Como sabemos, o transtorno do espectro autista é diagnosticado clinicamente com base nos critérios estabelecidos no DSM 5, que é um manual periodicamente editado pela Associação Americana de Psiquiatria, tendo sua última versão publicada em 2013.
Segundo essas últimas diretrizes, os critérios para o diagnóstico do autismo são divididos em 2 grandes grupos: (a) déficits persistentes na comunicação e na interação social em múltiplos contextos e (b) padrões restritos e repetitivos de comportamento, interesses ou atividades.
Quando os critérios para o diagnóstico de uma doença ou de uma síndrome são estabelecidos, partimos do pressuposto teórico de que suas manifestações são iguais ou pelo menos muito semelhantes em ambos os sexos. Contudo, isso nem sempre é verdade…

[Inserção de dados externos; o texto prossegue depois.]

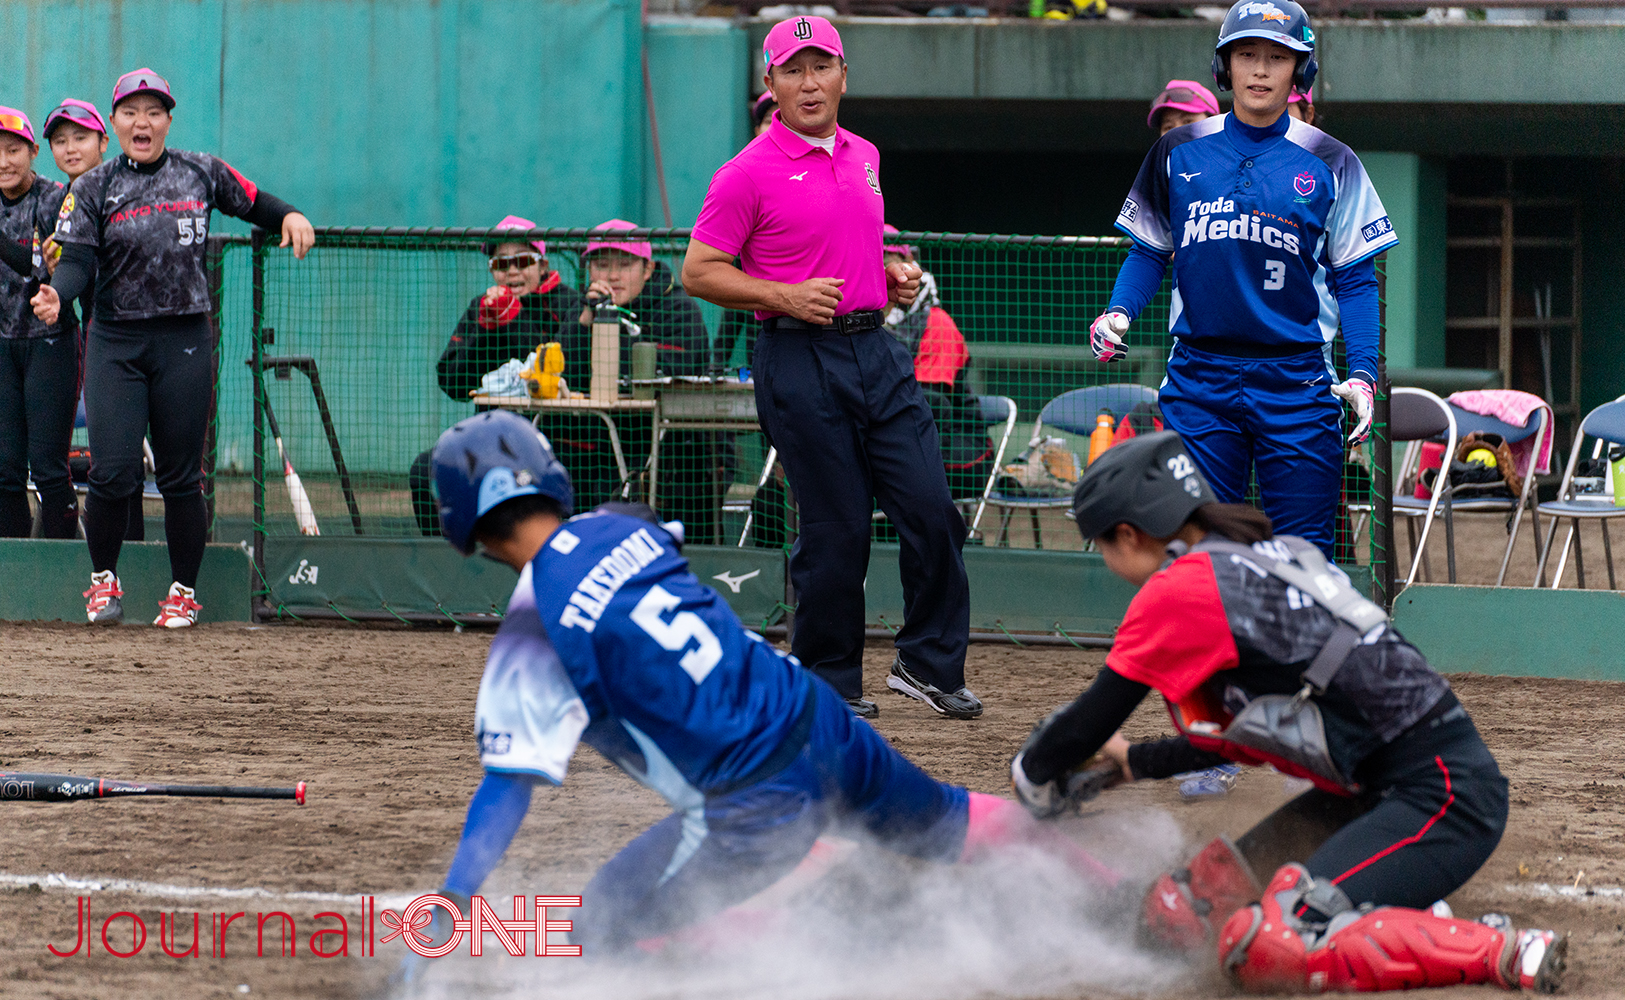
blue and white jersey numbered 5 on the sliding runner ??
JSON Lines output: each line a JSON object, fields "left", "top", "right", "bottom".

Em diversas doenças neurológicas e psiquiátricas, a apresentação clínica em mulheres e homens é significativamente diferente, o que pode trazer dificuldades e retardar o diagnóstico. E, aparentemente, o transtorno do espectro autista é um claro exemplo disso.
A literatura é bastante clara e contundente quando afirma que o autismo é uma condição muito mais frequente nos meninos do que nas meninas, havendo explicações genéticas para essa distribuição assimétrica entre os gêneros.
Contudo, a dúvida que surge é: esses mecanismos genéticos são realmente suficientes para explicar tamanha diferença de incidência entre meninos e meninas? Ou haveria outras questões envolvidas?
Um excelente estudo recentemente publicado e intitulado “Exploring the female autism phenotype of repetitive behaviours and restricted interests (RBRIs): a systematic PRISMA review” abordou exatamente esse assunto.
Trata-se de uma Revisão Sistemática da literatura e, portanto, um estudo de alta qualidade e elevado poder científico, no qual os autores revisaram 19 pesquisas que analisaram como os comportamentos repetitivos e interesses restritos se manifestavam nas pessoas do sexo feminino, bem como se havia diferenças dessas manifestações clínicas entre os sexos masculino e feminino. Dessas 19 pesquisas, 12 encontraram evidências claras de que autistas do sexo MASCULINO tinham muito mais frequentemente comportamentos repetitivos e interesses restritos do que autistas do sexo FEMININO. Esse mesmo estudo mostra, ainda, que os comportamentos repetitivos e interesses restritos em pessoas autistas do sexo FEMININO não são suficientemente “percebidos” pela maioria dos instrumentos diagnósticos e escalas de triagem utilizados rotineiramente na prática clínica.
Desse modo, quando um médico atende uma menina com suspeita de transtorno do espectro autista, é preciso que ele tenha muito mais cautela e perspicácia para investigar a presença de restrição de interesse e repetição anormal de comportamentos disfuncionais, uma vez que esses sintomas do autismo podem estar mascarados.
Outro aspecto que também pode dificultar a identificação do autismo nas meninas, principalmente nas formas menos sintomáticas, é que comportamentos “menos sociais” podem erroneamente serem interpretados como timidez no sexo feminino.
É curioso que todas essas questões relacionadas ao gênero masculino e feminino não tenham adequada valorização quando analisamos os critérios diagnósticos clássicos descritos no DSM 5. Além disso, a literatura ainda é relativamente escassa em pesquisas que busquem compreender as diferenças dos fenótipos comportamentais entre homens e mulheres com transtorno do espectro autista.
É muito provável que a resposta para o título desse texto seja “Sim, nós precisamos de critérios clínicos diferentes para o diagnóstico do autismo nas meninas!”.
Referência bibliográfica:
Allely C. Exploring the female autism phenotye of repetitive behaviours and restricted interests (RBRIs): a systematic PRISMA review. Advances in Autism 2019, 5(3): 171-86.